LAG Köln stärkt Arbeitnehmerrechte und spricht hohe Abfindung zu

Mit Urteil vom 9. Juli 2025 (Az. 4 SLa 97/25) hat das LAG Köln die Auf­lösung eines Arbeitsverhältnisses gegen Abfindung bestätigt. Sexistische Nachrichten, Beleidigungen und willkürliche Repressalien durch den Geschäftsführer machten die Fortsetzung für die Klägerin unzumutbar. Das Gericht sprach eine Abfindung von über 68.000 Euro zu – auf Grundlage einer außergewöhnlich hohen Quote von zwei Monatsgehältern pro Beschäftigungsjahr.
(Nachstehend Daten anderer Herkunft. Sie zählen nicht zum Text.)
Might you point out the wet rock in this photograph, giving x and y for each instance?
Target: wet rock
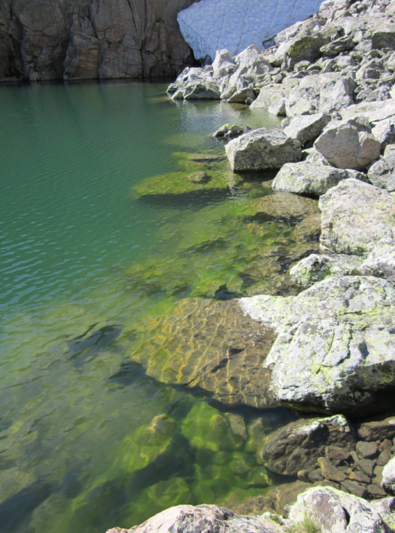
(210, 345)
(284, 206)
(336, 94)
(336, 511)
(299, 445)
(381, 261)
(309, 178)
(382, 173)
(199, 177)
(329, 471)
(388, 482)
(367, 449)
(320, 360)
(262, 149)
(318, 267)
(203, 519)
(228, 131)
(307, 127)
(345, 146)
(355, 216)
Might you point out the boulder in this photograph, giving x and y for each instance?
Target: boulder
(309, 178)
(344, 145)
(262, 149)
(388, 482)
(373, 111)
(355, 216)
(334, 511)
(381, 261)
(202, 519)
(382, 173)
(317, 267)
(307, 127)
(335, 350)
(384, 131)
(223, 64)
(336, 94)
(298, 445)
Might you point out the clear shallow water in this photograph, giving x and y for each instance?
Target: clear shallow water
(88, 438)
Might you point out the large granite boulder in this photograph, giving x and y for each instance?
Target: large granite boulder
(355, 216)
(346, 145)
(202, 519)
(309, 178)
(91, 39)
(388, 482)
(381, 261)
(335, 350)
(306, 127)
(298, 445)
(334, 511)
(262, 149)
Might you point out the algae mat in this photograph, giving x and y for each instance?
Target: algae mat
(102, 263)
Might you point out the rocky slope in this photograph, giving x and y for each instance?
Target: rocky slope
(85, 39)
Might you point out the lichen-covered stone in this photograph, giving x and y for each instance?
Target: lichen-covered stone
(335, 511)
(309, 178)
(262, 149)
(317, 267)
(355, 216)
(336, 345)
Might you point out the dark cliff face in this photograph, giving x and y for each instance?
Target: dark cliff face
(87, 39)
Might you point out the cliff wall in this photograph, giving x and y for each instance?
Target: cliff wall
(87, 39)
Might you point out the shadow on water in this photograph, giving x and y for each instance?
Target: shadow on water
(87, 347)
(16, 511)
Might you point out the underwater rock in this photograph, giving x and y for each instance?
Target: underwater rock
(208, 345)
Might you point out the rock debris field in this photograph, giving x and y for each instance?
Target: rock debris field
(331, 351)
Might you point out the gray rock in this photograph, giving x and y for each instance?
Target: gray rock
(262, 149)
(335, 349)
(203, 519)
(355, 216)
(345, 147)
(308, 178)
(298, 445)
(336, 94)
(381, 261)
(338, 512)
(388, 482)
(317, 267)
(306, 128)
(373, 111)
(223, 64)
(382, 173)
(384, 132)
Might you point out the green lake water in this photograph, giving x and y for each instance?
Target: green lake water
(92, 434)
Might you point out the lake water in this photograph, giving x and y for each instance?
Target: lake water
(91, 434)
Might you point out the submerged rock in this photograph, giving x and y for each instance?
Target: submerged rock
(298, 445)
(336, 346)
(334, 511)
(309, 178)
(355, 216)
(318, 267)
(210, 345)
(262, 149)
Das LAG Köln bestätigte mit der Entscheidung ein Urteil des Arbeitsgerichts Bonn und löste das Arbeitsverhältnis einer Mitarbeiterin gegen eine Abfindung von 68.153,80 Euro auf. Ausschlaggebend war, dass die Arbeitnehmerin sich sexistischen, demütigenden und willkürlichen Äußerungen des Geschäftsführers gegenüber sah, die die Fortsetzung ihres Arbeitsverhältnisses unzumutbar machten (§ 9 Kündigungsschutzgesetz – KSchG). Dahingegen war die vom Arbeitgeber ausgesprochene Kündigung sozialwidrig.
 

Was war passiert?

Die Klägerin war über vier Jahre als Assistentin der Geschäftsführung tätig. Nach Darstellung des Arbeitgebers bestand ein „freundschaftliches Verhältnis“ mit gelegentlichen Flirts. Tatsächlich belegten WhatsApp-Nachrichten ein anderes Bild: Der Geschäftsführer forderte sie auf, sich „rockmäßig“ und „dekolteemäßig“ zu kleiden, verlangte „nichts unter dem Rock“ zu tragen, verwendete abwertende Begriffe wie „Dumpfbacke“ und untermauerte Drohungen mit einem Messer-Emoji. Nach Ablehnung einer privaten Einladung entzog er ihr Geschenke, Dienstwagen und Tankkarte und kündigte wenige Tage später.
 

Gerichtliche Auflösung

Die 4. Kammer stellte klar: Für eine gerichtliche Auflösung nach § 9 KSchG reicht nicht allein eine sozialwidrige Kündigung. Erforderlich ist, dass die Fortsetzung des Arbeitsverhältnisses auf Dauer unzumutbar ist. Dies sei hier aufgrund der massiven sexuellen Anspielungen, Beleidigungen und willkürlichen Repressalien des Geschäftsführers der Fall.
 

Abfindung

Das Gericht bestätigte eine Abfindung in Höhe von 68.153,80 Euro. Maßgeblich war eine Quote von zwei Monatsgehältern pro Beschäftigungsjahr. Grundlage hier­für waren die grobe Sozialwidrigkeit der Kündigung, die Genugtuungsfunktion sowie die erheblichen psychischen Fol­gen für die Klägerin, die seit Mai 2024 an einer posttraumatischen Belastungs­störung leidet.